IBP, Boxed Beef & a New "Big Four"
It's a paradox that during the same time period that the large urban livestock markets of Omaha and Chicago were at their peaks, the seeds of their destruction were being sown. In the process, the old "Big Four" meat companies were replaced or bought out by a new set of Big Four meat companies who sold to big supermarket chains and corporate fast food outlets.
For cattlemen across the country, these changes in the structure of the beef industry meant that many small operators were squeezed out of business.
When the 50s began, Armour, Swift, Cudahy and Wilson collectively known as the "Big Four" were the traditional powerhouses in the meat industry. They controlled 40 percent of the fresh beef trade. But that was down from 1920 when government antitrust regulators forced the Big Four to give up some of their vertically integrated business enterprises. The Big Four were monopolizing the market and so had to give up control of stockyards, transportation systems and retail marketing. By the 50s, the Big Four still operated huge packinghouses near the big urban livestock markets, but there were thousands of other packinghouses around the country.
Cudahy may have begun the market trend that eventually led to their demise when they recognized there were economies to be had if they moved away from the urban stockyards closer to the source of their raw materials. They realized it was cheaper to locate a packinghouse close to the new large feedlots, buy cattle directly and ship the meat in quarters of beef rather than paying for shipping the live animals to an urban market. Cudahy was the first packer to move away from Chicago.
But Cudahy didn't take the logic far enough. IBP did.
In 1960, Iowa Beef Packers (as it was then known) was founded by Currier Holman and A. D. Anderson with $300,000 in financing from the Small Business Administration, rather than a traditional bank. They built a completely new plant in Dennison, Iowa, close to big feedlots and cheap energy sources. The sprawling plant was all on one floor so that the beef carcasses could be moved around on conveyers. Immediately after the animal was killed, the beef was refrigerated and the rest of the process was done in the cold. That reduced the shrinkage of the meat from dehydration.
But the biggest innovation that IBP came up with was the idea for "boxed beef," as explained here by IBP executive Dale Tinstman:
"It was a natural progression from the efficiencies of shipping carcasses to shipping boxed beef. There is a lot of wasted space in a modern truck or rail car filled with chilled sides of beef. A side of beef has an awkward shape it can't be neatly packed, and a side has a lot of bone and trim that will never go into the meat case. It was logical to move to boxed beef."
Beyond the savings in shipping costs, boxed beef also took advantage of the new demands from consumers and supermarkets for increased convenience. After 1950, the proportion of women in the labor force grew steadily. Weekly food preparation consumed 28 hours in 1943, but dropped to 18 hours in 1968. Most homes now had refrigerators with freezers for the first time. So, consumers were interested in quickly selecting a piece of meat, they were more willing to consider frozen beef and they didn't care who cut it for them. Supermarket chains realized that it was cheaper to let the packinghouses hire the skilled meat cutters and to stock pre-packaged cuts of meat in plastic, see-through wrappers, another innovation of the 60s.
Quickly, IBP built a series of larger and larger packinghouses across rural America. They figured out ways of turning what had been waste products into saleable raw materials a practice that came into question during the mad cow disease scare of the early 21st century. By the turn of the century, they had shortened their name to the initials and become the largest processor of beef, hogs and chickens.
IBP set the stage for a massive shakeup of the processing industry. Several new firms started up in rural states where land was cheap and the labor force was younger and usually not organized into unions. The feedlots were close and the Interstate highway system made quick transportation to distant markets possible.
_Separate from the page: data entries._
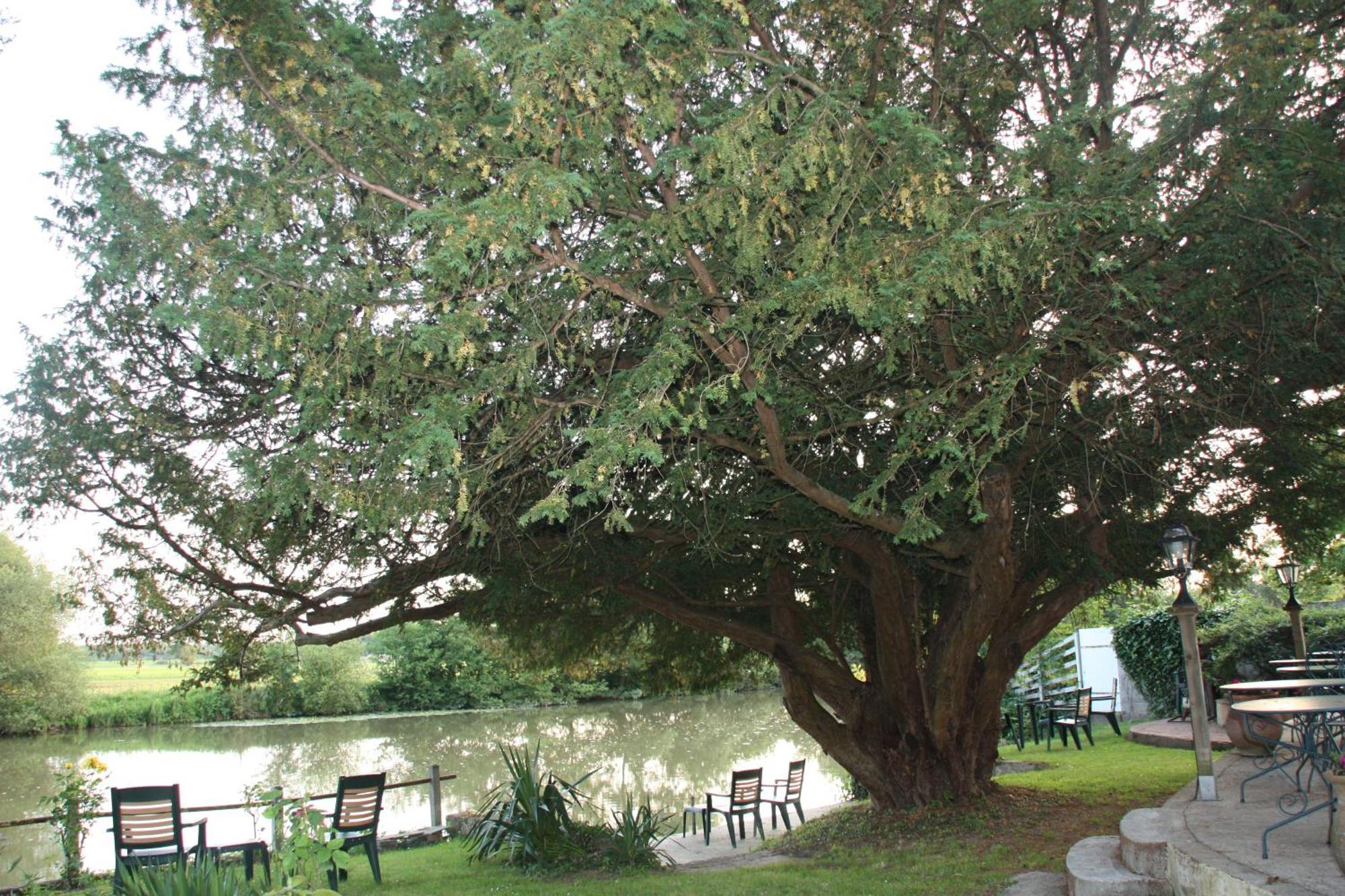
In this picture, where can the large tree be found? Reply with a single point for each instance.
(870, 337)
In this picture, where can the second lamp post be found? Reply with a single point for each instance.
(1179, 546)
(1289, 571)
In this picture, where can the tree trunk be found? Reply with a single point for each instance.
(899, 760)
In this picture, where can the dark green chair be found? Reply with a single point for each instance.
(1071, 717)
(147, 829)
(744, 798)
(793, 787)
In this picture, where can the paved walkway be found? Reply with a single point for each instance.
(692, 852)
(1169, 733)
(1226, 834)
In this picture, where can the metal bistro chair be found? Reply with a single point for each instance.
(1071, 719)
(793, 794)
(1110, 712)
(147, 829)
(360, 799)
(744, 798)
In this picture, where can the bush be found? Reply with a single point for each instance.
(181, 879)
(529, 814)
(636, 836)
(454, 665)
(531, 818)
(313, 681)
(1238, 638)
(1149, 647)
(1254, 633)
(41, 680)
The old Big Four of Armour, Swift, Cudahy and Wilson were hampered by the old antitrust regulations. They got those rules amended around 1980, but by then they had lost too much momentum. Swift is the only company to still command a major market share. Today, the new Big Four include
- Tyson Foods is ranked number one after buying IBP in 2002. It is the second largest publicly-traded food company in the U.S.
- Excel Corporation is number two and is a subsidiary of the huge grain company Cargill.
- Swift & Company became number three after it bought controlling interest in ConAgra Meats in 2002. Swift was privately held until a Brazilian company, JBS S.A., bought it in 2007.
- National Beef Packing Company is a producer-owned marketing cooperative and used to be called Farmland National Beef.
Over the years, even the new Big Four have run into problems like labor strife and environmental impact fines. But they have increased their dominance on the meat market, in part by working closely with their feedlot producers.
Tom Hoffman admits that he helped the decline of the Omaha Stockyards. Tom left Omaha to work for IBP buying cattle directly from the farmers for an IBP plant in central Nebraska. "My activities, along with hundreds of other fellows," he says, "signaled the beginning of the end for the Omaha Stockyards. Which, in all honesty, I regret. I really do. Just a way of life vanished. And that's sad."